At an early age, Roberts learned the connection between a pet’s healthy diet and its overall well-being. Her father, a respected veterinarian in England, steadfastly urged his clients to avoid processed foods for their pets. Nearly five decades later, the vet’s daughter has turned practical advice into a common-sense business, which she describes as "custom catering for canines and cats." 

And San Diego pets are eating it up. For a very reasonable fee (a minimum of $25 per week, more depending on the size of your pet family and their dietary needs), Roberts prepares a two-week batch of individually portioned meals — freezer ready — made of only "healthy, wholesome people-quality pet food" and delivers it to your home or office. If a client requests only organic foods, she’s only happy to oblige. 

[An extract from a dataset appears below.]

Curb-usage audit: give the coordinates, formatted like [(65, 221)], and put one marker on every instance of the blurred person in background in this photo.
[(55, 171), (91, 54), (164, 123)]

There’s plenty to consider when it comes to your pet's nutrition: 

  • In 1990, the San Francisco Chronicle reported on the common use of euthanized pets in commercial pet foods. The pet-food companies — four of the top five are subsidiaries of huge multinational food-processing companies — cried foul, but the head of the U.S. Food and Drug Administration’s animal feed safety division confirmed the nauseating report, noting "The pets serve a viable purpose by providing foodstuff for the animal feed chain." Bits of plastic from identification tags have also been known to wind up in Fifi and Fido’s processed dinner. 

  • The term "by-product" can mean just about anything. In most processed pet foods, chicken and beef by-products typically translate into anything not used for human consumption. In the case of chicken, we’re talking heads, feet, intestines, lungs and blood. For beef, try cow brains, hooves, hair, fetal tissue dangerously full of hormones, and quite possibly cancerous and diseased meat. Oh, and don’t forget the plastic foam packaging enveloping the spoiled supermarket meat and road kill that get tossed into the unappetizing mix. 

  • Researchers at the highly regarded UC Davis Veterinary School of Medicine have concluded that "there is virtually no information on the bioavailability of nutrients for companion animals in many of the common dietary ingredients used in pet foods. These ingredients are generally by-products of the meat, poultry and fishing industries, with the potential for wide variation in nutrient composition." 

  • Veterinarians report that cases of cancer, food allergies, digestive trouble, and skin and coat problems are on the rise in our four-legged friends. One of the culprits?? Pet foods high in by-products and meat meal, with their high concentrations of pesticides and growth hormones used to fatten cattle, both promoters of cancer growth. Not to mention the preservatives and artificial colors (the latter for your enjoyment, since dogs and cats can’t see color). 

"We’re always saying, ‘We are what we eat.’ Well, it’s the same for our pets," Roberts explains. "We are their guardians, and they deserve to be as happy and healthy as possible." 

Not to mention what you’re likely to save monetarily in fewer trips to the vet for nutrition-related medical problems. 

Roberts says she prepares most of her pet meals in a 75/25 mix, that is 75 percent meat and 25 percent vegetable on the premise that in the wild dogs and cats would feed on vegetable-consuming animals.